The premiere double episode was watched initially by 750,000 viewers excluding online viewers in Norway (a market share of 45%), with its Total Screen rating reaching 1.322 million viewers when online viewings over a longer period are included. There were over 1 million total viewers for every episode of the series. The final episode was watched by 703,000 viewers on its initial broadcast, with its total audience expected to reach 1.2 million.

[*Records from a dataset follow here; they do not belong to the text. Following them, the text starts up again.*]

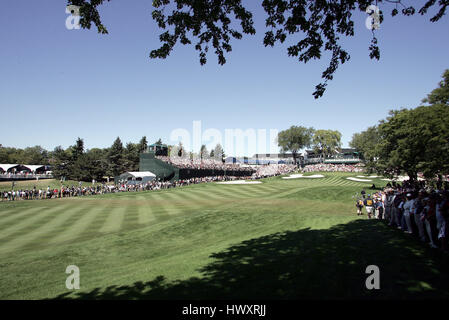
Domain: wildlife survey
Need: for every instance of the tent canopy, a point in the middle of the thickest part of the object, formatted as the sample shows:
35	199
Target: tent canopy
5	167
141	174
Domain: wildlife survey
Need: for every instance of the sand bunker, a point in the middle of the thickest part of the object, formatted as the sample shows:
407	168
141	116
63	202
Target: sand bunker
239	182
300	175
359	180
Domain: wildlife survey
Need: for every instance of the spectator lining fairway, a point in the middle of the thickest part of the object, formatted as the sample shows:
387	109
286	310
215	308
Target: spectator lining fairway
297	238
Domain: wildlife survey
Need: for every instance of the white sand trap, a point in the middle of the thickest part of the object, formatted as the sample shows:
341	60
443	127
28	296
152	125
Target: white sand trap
359	180
300	175
239	182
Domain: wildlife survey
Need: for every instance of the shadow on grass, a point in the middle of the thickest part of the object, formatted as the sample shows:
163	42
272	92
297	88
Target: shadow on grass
303	264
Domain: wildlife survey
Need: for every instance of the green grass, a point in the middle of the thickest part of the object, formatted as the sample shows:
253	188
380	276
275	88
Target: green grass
281	239
41	184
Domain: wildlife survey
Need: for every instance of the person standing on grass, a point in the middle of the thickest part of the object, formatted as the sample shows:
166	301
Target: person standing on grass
379	208
369	204
442	216
430	219
359	206
421	201
389	206
408	212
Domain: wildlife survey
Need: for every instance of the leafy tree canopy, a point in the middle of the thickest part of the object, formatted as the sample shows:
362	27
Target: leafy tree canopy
315	25
294	139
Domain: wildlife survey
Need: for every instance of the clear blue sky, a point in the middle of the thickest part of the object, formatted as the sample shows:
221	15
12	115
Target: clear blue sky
58	84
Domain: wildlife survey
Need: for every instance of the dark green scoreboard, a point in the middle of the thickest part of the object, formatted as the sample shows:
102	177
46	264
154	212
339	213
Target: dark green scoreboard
162	170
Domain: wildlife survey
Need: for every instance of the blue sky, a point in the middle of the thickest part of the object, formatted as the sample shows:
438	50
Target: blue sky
58	84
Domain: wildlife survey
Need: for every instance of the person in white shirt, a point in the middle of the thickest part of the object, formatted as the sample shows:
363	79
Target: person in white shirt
408	212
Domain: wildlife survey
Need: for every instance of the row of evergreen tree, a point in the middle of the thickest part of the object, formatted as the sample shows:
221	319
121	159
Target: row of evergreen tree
77	163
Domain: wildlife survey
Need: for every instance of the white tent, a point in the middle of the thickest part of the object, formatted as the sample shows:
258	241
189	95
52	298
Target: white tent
142	176
5	167
33	167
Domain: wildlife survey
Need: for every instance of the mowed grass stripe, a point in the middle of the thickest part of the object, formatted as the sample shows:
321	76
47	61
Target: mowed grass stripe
158	206
234	192
114	219
174	203
33	222
88	223
49	238
44	231
131	220
193	200
145	211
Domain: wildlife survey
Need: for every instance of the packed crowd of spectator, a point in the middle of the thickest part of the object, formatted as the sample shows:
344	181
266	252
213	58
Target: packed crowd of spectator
134	186
414	208
271	170
327	167
186	163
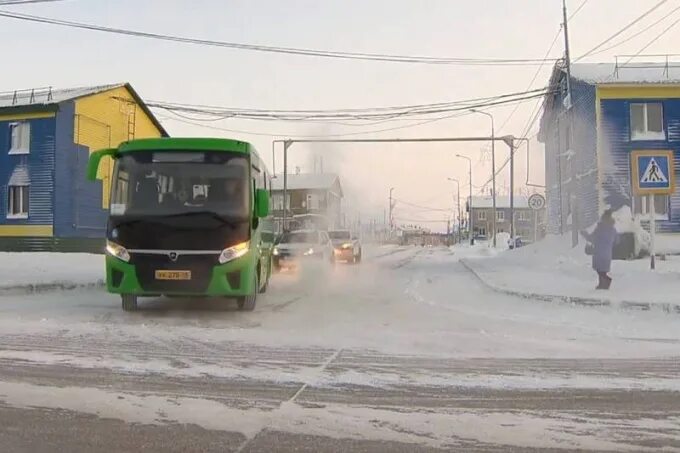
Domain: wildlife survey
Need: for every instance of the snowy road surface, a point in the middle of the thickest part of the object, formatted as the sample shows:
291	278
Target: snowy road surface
405	352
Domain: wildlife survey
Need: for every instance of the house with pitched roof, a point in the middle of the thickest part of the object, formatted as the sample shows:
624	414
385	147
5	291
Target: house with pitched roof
309	194
616	108
46	136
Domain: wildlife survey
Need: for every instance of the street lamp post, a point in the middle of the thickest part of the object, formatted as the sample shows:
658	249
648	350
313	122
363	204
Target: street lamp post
493	172
390	219
470	226
457	203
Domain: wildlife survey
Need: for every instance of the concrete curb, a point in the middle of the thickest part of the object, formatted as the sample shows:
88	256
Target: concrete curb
573	300
48	287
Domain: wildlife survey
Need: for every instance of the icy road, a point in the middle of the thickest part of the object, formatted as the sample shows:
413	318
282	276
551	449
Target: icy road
405	352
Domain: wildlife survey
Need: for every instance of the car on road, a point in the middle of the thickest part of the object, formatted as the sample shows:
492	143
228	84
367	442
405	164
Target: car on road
295	246
347	246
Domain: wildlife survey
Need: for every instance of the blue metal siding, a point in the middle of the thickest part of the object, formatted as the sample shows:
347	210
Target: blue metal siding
617	147
584	135
40	164
78	204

The series was nominated for the 2016 Prix Italia in the TV drama category. It won the 2016 Prix Europa Media Award for Best European TV movie/mini-series, and in 2017, it won the Rose d'Or in the Drama Series category.

==Episodes==

| No. | Title | Directed by | Written by | Original airdate (Norway) | Netflix airdate |
|---|---|---|---|---|---|
| 1 | "Episode 1.1" | Per-Olav Sørensen | Mette M. Bølstad & Stephen Uhlander | 25 September 2016 | 13 December 2016 |
| 2 | "Episode 1.2" | Per-Olav Sørensen | Mette M. Bølstad & Stephen Uhlander | 25 September 2016 | 13 December 2016 |
| 3 | "Episode 1.3" | Per-Olav Sørensen | Mette M. Bølstad & Stephen Uhlander | 2 October 2016 | 13 December 2016 |
| 4 | "Episode 1.4" | Per-Olav Sørensen | Mette M. Bølstad & Stephen Uhlander | 9 October 2016 | 13 December 2016 |
| 5 | "Episode 1.5" | Per-Olav Sørensen | Mette M. Bølstad & Stephen Uhlander | 16 October 2016 | 13 December 2016 |
| 6 | "Episode 1.6" | Per-Olav Sørensen | Mette M. Bølstad & Stephen Uhlander | 23 October 2016 | 13 December 2016 |
| 7 | "Episode 1.7" | Per-Olav Sørensen | Mette M. Bølstad & Stephen Uhlander | 30 October 2016 | 13 December 2016 |
| 8 | "Episode 1.8" | Per-Olav Sørensen | Mette M. Bølstad & Stephen Uhlander | 6 November 2016 | 13 December 2016 |

==Awards and nominations==

| Year | Organization | Category | Result | Ref. |
| 2016 | Prix Italia | TV drama | Nominated |  |
| Prix Europa | Best European TV movie/mini-series | Won |  |
| 2017 | Gullruten | Best TV drama | Nominated |  |
| Rose d'Or | Drama series | Won |  |

==Home Video==

Nobel was released on DVD in the UK on 12 November 2018.